I think that a lot of what I did was designed to pacify my artistic sensibilities...to quell the passion I had for creating. And to be honest, I am some what bourgeoisie. I like to have nice shit, you know, like big screen TV's and X Box 360's...cause I'm a guy and shit like that makes my inner nerd randy. And I know damn well I can't do what I want by being a poet. That, and I don't ever want to have to live off of something I love that wholly...that purely. Poetry ain't for whoring as far as I'm concerned, not saying that's what other folks are doing, but I'm not not saying it either. It's on a case by case basis as I see it.

Anyway, the other piece of the puzzle was that I wasn't sure how I wanted to jump out there. Like, I want to do the voice over work for animated features and what not, and the graphic novels, and the music, and the galleries, and so on...but because I feel I was blessed to do any of these things, and I'm passionate about all of it...and I vacillate from day to day, I didn't know where to start. So--I recently accepted that 1) I am an artist, and 2) I figured out I want to put it down with my song writing. So, there you have it. That's what I want to do, and I have a small window to really start putting things together--which is what I'm doing. Right now, writing material and preparing to copyright, along with the last few years of poetry (I used to do it every year or so, but I have had some creative lapses).

I'm really at a point where I need to make a change with how I've been doing things, because I keep winding back in the same spot after I make a few steps forward. This tells me that I need to lead off differently. So, that's what I want to do. Yeah. I knew this year would be crazy...who's down to ride with me through the storm--because he other side is gonna be so beautiful.

Monday, May 03, 2010

See/izing Opportunity

If some one that you were attracted to contacted you out of the blue years later...and you were single, and so were they...would you be interested in talking to them if it felt like they were on the up and up? How about if that same person was on an entirely different coast?

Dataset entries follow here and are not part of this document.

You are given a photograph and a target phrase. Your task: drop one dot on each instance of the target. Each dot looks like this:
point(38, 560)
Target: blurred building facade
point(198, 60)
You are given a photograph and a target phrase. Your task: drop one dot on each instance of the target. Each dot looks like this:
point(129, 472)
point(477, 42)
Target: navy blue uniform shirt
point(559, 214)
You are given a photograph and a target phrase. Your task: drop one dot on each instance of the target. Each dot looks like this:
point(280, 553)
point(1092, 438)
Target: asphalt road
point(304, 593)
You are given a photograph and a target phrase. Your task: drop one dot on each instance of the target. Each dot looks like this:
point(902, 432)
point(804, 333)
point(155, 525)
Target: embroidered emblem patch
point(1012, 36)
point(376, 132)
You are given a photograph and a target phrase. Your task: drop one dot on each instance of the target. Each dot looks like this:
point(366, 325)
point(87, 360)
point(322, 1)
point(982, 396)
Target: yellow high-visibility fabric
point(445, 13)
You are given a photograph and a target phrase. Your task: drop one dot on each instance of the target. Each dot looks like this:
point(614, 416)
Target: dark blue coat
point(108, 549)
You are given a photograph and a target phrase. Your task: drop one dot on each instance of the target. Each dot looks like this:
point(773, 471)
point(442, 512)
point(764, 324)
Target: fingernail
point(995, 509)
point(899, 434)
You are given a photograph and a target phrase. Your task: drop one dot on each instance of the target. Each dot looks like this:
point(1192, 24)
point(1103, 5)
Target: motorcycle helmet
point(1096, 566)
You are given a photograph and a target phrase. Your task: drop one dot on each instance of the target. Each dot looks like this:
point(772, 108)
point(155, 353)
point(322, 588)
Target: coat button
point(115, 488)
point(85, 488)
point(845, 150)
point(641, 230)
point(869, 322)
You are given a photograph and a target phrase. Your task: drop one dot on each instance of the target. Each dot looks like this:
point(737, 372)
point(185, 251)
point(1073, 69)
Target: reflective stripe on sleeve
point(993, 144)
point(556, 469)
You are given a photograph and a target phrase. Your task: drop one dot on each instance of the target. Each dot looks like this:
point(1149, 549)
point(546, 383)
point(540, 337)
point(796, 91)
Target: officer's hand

Right now is definitely a time of big things--so, I'm really trying to be open with how I see and feel about things. Also, trying to let go of things I know I can't control and follow my heart/gut more. I typically have great instinct...it's just, sometimes the answer can feel a bit suspect when your heart/gut tells you the answer so quickly. Like, "Damn, we don't need to sit on this a while?"

I have been taking a much harder look at me, and getting a lot of critique as far as how I'm perceived by people who KNOW me...like for real. It's interesting, and humbling at the same time. I know I have a way to go, but I am really happy with how far I've come. The remainder of this year, I think, is going to be life changing. Pray for me ya'll.